Erskine, who plans to leave city politics for a few years to spend more time with his family, said that after leaving office in November he may help promote Pierside Village and an outdoor youth sports complex planned for Huntington Central Park, among other projects.
Erskine was elected to a four-year term in November, 1986. He served as the city’s mayor in 1988, after being appointed to the post by his council colleagues.
He has been a leading council advocate of Pierside Village, a controversial proposal to build a complex of restaurants on bluffs next to the Municipal Pier now paved for street-level parking. Opponents say the project would block ocean views, but Erskine and four other council proponents argue that it would attract more people to the beach and bring more revenue to the city.
Erskine also has been a supporter of the youth sports complex--a mixture of lighted baseball, soccer and football fields--first proposed in June. He said he is considering joining Tom Duchene, lead spokesman for a coalition of youth groups proposing the complex, in helping to complete the project.
“When I met Duchene two months ago, I really liked him,” Erskine said. “And this is the kind of cause I can get behind.”
After spending a few years concentrating on his law practice, attending to family matters and playing golf, Erskine said he will consider running again for a council seat.
“My wife (Diane) and I talked about it, and we decided it would be best if I hung up my shoes for a couple years,” he said. “Maybe I’ll become a candidate again in two years or four years from now, if I rekindle my enthusiasm.”

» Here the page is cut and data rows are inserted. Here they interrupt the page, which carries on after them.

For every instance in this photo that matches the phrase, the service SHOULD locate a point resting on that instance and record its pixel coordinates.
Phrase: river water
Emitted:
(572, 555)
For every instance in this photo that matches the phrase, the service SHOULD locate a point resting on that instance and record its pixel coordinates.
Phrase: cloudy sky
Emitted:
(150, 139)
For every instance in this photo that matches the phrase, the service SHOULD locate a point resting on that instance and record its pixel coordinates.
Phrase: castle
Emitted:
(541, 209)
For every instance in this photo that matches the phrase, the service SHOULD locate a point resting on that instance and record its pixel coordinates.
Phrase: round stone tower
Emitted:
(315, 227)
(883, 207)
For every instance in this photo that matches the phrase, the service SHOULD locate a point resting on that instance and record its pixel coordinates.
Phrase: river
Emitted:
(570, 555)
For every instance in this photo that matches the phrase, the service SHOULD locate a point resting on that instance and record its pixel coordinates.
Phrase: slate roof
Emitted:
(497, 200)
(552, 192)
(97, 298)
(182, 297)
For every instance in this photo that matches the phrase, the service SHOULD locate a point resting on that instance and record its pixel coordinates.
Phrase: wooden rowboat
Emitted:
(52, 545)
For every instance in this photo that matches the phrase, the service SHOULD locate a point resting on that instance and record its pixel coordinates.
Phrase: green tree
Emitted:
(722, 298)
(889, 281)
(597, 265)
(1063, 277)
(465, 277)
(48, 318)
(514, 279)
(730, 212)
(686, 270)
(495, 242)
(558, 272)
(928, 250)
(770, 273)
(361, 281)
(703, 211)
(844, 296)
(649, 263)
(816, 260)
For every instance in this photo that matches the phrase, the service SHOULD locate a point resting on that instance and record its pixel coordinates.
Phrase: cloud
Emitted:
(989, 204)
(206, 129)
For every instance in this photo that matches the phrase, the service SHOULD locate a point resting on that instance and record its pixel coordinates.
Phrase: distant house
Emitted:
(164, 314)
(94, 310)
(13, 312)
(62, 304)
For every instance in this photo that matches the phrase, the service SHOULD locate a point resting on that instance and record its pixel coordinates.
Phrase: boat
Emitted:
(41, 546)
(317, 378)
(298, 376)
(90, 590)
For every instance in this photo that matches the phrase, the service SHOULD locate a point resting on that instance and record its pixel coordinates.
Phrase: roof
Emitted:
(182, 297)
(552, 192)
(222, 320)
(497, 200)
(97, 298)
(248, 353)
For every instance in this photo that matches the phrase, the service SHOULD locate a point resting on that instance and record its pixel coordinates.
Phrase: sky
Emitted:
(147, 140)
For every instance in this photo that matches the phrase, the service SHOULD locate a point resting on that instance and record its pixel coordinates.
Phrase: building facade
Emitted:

During the upcoming council campaign, in which Councilwoman Grace Winchell is seeking reelection and three open seats are being contested, Erskine said he plans to support Ed Mountford, the planning commissioner he appointed, along with former city administrator Paul Cook and Huntington Beach Union High School District board president Linda Moulton-Patterson.
He said he also may campaign against both competing city measures on the Nov. 6 ballot, including the one he and three council colleagues adopted to rival an initiative qualified by a park-and-beach preservation group.
The group’s initiative would require a citywide vote before the council could sell or lease any beach land or parkland, while the council-approved measure would restrict sales but would allow leasing of parks and beaches without voter approval.